In other words, by providing the pyramidal air bladder with such vaulted or rounded projections, the Dormia' s basket can also show the function of a balloon. It is self-evident from the foregoing that the present
invention changes completely the operation of the Dormia' s basket of the prior art and establishes ideal conditions for capturing the stones because:
1) the filaments do not rest on only one fixed point any longer which is the anchoring point to the periphery of the ostium of the metal canaliculus in the conventional Dormia' s basket but advantageously their anchorage extends all over the length of the side walls of the pyramidal air bladder to which such metal filaments are connected.
2) according to the present invention, when the air bladder is swelling, the connection points of the basket filaments will not only expand but also approach the point of maximum expansion of the basket due to the mass of the stone, i.e. the central longitudinal length of the basket.
Another important feature of the present invention is that the blowing of air into the pyramidal air bladder will allow the metal basket filaments to be subjected to a thrust vector which is far greater than the elastic potential energy induced by the deformation of the filaments caused by the mass of the stone. The thrust vector induced by blowing air into the pyramidal air bladder has a circular direction as the stretching of the pyramidal air bladder causes the filament which is flattened by the mass of the stone to position in front or on one side of it. A basket having a pyramidal air bladder with rectangular base has particular functional prerogatives such as a much wider space between two filaments after the inflation
of the bladder, thus allowing a deeper penetration of the stone.

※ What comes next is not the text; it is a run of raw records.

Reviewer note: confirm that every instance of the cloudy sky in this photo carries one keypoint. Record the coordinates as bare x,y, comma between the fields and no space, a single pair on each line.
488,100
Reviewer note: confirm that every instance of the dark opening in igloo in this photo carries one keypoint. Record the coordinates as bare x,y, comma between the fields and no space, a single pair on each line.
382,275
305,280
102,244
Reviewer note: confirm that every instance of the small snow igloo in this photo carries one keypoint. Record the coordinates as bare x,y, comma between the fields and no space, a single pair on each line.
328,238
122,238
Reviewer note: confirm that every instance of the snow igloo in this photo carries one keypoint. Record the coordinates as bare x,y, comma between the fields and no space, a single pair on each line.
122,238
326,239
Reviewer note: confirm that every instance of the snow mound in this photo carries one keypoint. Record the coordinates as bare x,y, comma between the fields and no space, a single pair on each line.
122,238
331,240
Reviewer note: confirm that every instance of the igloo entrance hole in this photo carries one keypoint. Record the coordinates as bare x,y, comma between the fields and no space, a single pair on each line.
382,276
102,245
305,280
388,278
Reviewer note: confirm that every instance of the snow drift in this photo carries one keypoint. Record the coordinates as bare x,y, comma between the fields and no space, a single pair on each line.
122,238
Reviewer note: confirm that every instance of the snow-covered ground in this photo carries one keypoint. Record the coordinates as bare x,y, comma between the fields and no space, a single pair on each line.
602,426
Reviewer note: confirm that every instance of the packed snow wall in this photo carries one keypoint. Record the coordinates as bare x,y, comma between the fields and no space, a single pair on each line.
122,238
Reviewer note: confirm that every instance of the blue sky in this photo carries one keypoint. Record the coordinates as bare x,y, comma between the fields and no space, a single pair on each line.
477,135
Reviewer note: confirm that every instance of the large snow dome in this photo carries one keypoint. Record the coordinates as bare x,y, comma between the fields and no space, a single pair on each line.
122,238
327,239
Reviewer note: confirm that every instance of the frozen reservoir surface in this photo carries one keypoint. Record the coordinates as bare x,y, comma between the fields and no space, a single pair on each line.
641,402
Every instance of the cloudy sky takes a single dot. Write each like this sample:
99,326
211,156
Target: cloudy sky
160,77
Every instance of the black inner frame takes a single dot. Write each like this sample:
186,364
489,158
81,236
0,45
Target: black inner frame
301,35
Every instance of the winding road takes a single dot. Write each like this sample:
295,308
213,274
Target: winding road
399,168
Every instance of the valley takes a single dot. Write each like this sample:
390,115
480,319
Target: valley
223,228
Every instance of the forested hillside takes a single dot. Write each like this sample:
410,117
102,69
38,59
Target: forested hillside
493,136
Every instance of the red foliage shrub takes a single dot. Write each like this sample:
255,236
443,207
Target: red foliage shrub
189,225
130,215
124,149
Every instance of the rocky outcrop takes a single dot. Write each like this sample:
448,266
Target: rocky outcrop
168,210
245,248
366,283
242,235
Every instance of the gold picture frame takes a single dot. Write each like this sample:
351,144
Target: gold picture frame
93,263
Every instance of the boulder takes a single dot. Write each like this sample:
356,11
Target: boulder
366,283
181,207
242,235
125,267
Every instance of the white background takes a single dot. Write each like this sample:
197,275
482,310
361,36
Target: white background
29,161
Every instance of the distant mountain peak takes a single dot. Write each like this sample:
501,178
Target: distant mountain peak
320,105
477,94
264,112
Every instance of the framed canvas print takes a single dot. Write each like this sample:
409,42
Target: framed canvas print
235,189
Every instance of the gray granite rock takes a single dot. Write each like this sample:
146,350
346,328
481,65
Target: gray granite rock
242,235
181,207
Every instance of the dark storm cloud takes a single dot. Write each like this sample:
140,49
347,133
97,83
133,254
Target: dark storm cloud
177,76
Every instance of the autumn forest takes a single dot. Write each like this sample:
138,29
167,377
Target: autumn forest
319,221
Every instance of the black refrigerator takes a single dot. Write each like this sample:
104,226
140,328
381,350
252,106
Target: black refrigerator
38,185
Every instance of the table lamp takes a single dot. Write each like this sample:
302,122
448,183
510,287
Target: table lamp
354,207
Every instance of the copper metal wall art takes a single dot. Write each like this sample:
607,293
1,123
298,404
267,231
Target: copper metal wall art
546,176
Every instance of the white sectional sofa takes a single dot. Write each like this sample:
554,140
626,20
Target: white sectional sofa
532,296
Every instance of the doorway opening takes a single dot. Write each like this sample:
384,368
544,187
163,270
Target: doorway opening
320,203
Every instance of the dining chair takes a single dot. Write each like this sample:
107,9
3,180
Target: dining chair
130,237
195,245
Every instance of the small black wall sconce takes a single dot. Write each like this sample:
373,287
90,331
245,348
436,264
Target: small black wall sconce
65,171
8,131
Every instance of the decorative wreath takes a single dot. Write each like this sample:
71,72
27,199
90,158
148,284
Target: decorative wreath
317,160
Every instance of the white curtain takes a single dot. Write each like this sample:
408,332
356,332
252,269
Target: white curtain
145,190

WAY OF USE OF THE INVENTION
The reasons why conventional Dormia' s basket fails are as follows:
1) the basket expelled from the cannula contained in the choledochus does not open but slides along the gap between stone and wall of the choledochus, with the filaments being gathered together. 2) the basket opens but does not succeed in capturing the stone.
In the first condition, if the position of the stone in the choledochus is suitable, it is possible to resort to the device according to the invention by providing a pyramidal air bladder provided with vaulted or rounded projections so that it can be used like a balloon for the removal of stones. If 'also this way fails in removing the stones or a device provided with the particular air bladder mentioned above is missing, the basket is either pushed or pulled such that the pyramidal air bladder is positioned under the stone and only at this moment air is blown inside the bladder. In case the basket opens but the stones cannot enter it, the pyramidal air bladder is inflated under the stone and a metal basket filament is caused to go beyond the stone by a forward and reverse motion.